Тропинка начиналась с высокой точки холма. Они обогнули монастырское кладбище. Но едва Артем увлек ее за собой, на узкую тропку, вьющуюся среди желтых камней, как они услышали самое страшное — выстрелы. Сначала раздались они, затем — крики. Артем стал бледен как мел.
— Это пещера или дом? — Зина буквально впилась ногтями ему в руку, отбросив все церемонии.
— Хижина. Рыбачья хижина внизу. Из бревен, — голос Артема задрожал.
Тропинка шла круто вниз, огибая камни. Опускались они достаточно быстро, как вдруг… Зина остановилась первой. Сзади на нее буквально налетел Артем.

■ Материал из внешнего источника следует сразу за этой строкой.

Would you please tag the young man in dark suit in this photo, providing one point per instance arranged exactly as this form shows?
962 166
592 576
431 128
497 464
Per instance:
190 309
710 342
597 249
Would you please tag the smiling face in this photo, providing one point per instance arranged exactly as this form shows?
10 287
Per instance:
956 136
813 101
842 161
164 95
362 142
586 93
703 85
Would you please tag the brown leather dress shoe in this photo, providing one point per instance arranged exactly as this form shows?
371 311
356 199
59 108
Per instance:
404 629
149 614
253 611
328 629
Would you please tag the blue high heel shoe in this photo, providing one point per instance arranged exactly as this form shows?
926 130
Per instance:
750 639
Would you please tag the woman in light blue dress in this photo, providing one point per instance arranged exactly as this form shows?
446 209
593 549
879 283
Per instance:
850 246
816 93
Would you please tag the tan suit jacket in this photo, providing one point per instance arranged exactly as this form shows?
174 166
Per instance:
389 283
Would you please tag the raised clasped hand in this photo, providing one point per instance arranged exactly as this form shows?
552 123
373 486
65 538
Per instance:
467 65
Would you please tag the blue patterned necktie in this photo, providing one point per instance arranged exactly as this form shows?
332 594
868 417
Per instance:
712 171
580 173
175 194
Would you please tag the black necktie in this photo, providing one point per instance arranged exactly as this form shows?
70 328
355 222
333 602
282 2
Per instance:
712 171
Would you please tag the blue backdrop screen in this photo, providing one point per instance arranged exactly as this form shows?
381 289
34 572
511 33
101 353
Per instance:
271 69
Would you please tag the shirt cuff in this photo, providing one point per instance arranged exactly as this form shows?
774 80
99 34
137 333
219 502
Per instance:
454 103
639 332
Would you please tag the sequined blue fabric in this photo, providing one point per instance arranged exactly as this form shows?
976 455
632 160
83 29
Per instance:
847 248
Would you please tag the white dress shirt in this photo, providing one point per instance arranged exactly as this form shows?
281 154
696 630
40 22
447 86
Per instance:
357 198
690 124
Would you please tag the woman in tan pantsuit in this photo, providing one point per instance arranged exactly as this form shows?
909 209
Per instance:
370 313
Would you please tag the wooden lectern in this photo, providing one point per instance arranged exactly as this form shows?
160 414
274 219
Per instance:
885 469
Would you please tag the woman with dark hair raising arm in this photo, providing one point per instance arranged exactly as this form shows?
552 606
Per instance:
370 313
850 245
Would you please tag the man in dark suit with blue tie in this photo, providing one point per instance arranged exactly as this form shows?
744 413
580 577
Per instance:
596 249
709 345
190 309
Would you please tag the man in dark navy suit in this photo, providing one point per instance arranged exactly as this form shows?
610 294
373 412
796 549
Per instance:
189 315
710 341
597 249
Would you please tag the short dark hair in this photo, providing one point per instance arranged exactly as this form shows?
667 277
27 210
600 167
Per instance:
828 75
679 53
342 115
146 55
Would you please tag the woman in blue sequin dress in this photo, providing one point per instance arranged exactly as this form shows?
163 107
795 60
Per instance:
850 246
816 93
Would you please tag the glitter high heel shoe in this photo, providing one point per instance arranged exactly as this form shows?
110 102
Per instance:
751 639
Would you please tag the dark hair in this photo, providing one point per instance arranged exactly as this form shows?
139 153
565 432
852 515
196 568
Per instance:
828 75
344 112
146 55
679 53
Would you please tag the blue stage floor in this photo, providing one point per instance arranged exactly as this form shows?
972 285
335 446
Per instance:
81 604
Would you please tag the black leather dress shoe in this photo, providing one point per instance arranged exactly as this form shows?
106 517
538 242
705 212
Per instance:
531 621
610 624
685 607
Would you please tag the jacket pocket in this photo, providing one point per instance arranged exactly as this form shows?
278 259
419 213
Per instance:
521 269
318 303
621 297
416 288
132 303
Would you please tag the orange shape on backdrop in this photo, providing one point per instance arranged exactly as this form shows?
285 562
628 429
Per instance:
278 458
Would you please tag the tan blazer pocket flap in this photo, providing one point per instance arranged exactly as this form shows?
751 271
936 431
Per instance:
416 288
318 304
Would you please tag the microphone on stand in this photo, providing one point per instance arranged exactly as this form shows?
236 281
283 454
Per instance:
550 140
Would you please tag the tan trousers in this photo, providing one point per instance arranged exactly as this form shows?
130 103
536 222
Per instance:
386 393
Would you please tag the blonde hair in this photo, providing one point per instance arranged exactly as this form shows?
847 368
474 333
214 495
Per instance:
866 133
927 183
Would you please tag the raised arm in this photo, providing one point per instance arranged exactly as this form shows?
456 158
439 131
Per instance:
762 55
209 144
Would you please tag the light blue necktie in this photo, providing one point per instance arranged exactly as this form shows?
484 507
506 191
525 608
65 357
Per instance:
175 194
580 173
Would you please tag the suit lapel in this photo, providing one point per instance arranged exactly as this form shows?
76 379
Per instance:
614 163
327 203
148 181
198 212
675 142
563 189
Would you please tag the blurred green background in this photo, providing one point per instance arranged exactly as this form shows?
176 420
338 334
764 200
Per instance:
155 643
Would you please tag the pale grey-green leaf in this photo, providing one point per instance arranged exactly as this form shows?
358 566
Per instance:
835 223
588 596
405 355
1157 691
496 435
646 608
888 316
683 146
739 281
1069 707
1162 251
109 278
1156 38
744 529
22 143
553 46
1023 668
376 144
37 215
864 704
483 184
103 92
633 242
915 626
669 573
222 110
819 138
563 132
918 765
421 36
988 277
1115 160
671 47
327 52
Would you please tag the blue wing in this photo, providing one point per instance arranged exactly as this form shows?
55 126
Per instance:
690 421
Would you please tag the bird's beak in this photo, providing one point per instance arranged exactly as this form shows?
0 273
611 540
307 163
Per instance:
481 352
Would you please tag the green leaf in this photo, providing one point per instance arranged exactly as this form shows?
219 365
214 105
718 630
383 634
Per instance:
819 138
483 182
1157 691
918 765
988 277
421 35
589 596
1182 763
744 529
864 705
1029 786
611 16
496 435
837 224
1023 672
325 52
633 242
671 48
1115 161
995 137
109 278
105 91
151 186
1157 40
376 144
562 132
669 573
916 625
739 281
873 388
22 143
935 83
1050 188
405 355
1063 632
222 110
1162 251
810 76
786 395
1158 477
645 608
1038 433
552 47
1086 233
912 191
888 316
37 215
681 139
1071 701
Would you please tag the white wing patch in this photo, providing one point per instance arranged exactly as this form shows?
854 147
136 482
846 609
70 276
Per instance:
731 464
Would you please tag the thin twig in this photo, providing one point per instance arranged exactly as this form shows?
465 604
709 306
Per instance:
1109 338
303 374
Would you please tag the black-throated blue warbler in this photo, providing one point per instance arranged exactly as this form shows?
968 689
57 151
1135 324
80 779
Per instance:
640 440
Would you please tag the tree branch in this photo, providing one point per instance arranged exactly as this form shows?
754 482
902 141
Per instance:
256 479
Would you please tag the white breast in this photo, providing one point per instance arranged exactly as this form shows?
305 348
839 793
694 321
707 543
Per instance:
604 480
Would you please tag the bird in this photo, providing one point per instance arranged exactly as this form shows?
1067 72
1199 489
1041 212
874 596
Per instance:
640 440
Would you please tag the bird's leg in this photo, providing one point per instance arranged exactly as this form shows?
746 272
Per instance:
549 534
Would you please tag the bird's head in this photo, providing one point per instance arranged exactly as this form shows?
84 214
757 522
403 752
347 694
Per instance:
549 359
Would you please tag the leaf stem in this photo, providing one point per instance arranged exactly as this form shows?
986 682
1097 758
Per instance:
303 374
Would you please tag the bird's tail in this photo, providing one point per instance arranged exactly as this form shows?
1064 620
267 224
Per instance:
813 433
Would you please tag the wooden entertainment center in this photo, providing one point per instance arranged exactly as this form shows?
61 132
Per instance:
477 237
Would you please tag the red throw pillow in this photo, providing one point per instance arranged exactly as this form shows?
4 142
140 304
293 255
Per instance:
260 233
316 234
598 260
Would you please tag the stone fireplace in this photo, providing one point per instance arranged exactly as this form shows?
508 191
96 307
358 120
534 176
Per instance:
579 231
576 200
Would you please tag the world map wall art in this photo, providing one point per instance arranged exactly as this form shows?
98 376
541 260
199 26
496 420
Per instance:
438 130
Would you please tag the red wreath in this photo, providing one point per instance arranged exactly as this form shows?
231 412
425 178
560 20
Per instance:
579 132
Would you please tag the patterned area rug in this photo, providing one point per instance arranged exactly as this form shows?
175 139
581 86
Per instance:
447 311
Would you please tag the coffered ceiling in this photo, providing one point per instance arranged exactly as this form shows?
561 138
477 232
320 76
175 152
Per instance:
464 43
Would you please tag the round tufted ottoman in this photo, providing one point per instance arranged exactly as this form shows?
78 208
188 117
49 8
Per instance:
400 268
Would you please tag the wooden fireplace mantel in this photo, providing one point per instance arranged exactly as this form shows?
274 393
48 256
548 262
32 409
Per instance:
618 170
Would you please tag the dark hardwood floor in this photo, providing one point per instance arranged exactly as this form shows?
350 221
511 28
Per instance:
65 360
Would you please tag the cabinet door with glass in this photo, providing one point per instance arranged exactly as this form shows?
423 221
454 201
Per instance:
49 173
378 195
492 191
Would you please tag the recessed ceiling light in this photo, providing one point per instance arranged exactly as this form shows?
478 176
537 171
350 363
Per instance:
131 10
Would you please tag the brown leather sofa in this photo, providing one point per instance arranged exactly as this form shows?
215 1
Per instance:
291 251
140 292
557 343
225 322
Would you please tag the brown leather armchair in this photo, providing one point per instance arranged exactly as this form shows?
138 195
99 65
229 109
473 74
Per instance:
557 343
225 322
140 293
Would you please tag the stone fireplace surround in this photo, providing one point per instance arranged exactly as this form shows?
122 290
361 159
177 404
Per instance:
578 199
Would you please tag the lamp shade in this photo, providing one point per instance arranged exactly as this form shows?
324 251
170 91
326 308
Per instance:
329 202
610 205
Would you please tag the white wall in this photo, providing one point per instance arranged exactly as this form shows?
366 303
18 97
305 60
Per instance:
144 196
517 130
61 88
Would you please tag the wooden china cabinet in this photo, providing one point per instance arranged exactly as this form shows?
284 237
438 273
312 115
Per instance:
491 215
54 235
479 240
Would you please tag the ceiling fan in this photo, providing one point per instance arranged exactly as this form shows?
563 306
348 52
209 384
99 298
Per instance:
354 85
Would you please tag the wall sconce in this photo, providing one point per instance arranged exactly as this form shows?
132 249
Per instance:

В небольшом углублении от основной тропы, там, где было ровное место среди камней, нечто вроде площадки, лежали два трупа. Это были два молоденьких красноармейца. Оба были застрелены. Один из парней держал в руке пистолет. Так и умер с пистолетом, зажатым в руке. Винтовка второго лежала рядом. Зина оторопела. С яростью обернулась к Артему:
— Немцы? Значит, там, в этой хижине, были немцы? С этими сумасшедшими, которые убивали людей ради бреда какого-то монаха?
— Я ничего не знаю! — Артем отшатнулся от нее.
— Они все-таки собирались отдать книгу немцам! — Зина буквально наступала на него, сжав кулаки.
— Это лучше, чем отдать ее большевикам! — нервно выкрикнул Артем.
— Каким большевикам? — Крестовская не могла поверить в такую подлость. — Это же их земля! Твоя земля! Власть приходит и уходит, а история остается! Это же наша история, реликвия! И отдать ее вот так?
Уловив перемены в ее тоне, Артем стал пятиться назад. Зина повернулась к красноармейцам. Оба они были убиты совсем недавно — тела были еще теплые.
Недолго думая, Зина вынула из руки парня пистолет. Увидев это, Артем развернулся и бросился бежать по камням. Зина плюнула в сердцах и продолжила спуск дальше.
Рыбачья хижина стояла на камнях и отчетливо просматривалась с места, на которое вышла Зина. Но только если основные действия разворачивались на берегу, на песке, то Крестовская зашла как бы с тыла.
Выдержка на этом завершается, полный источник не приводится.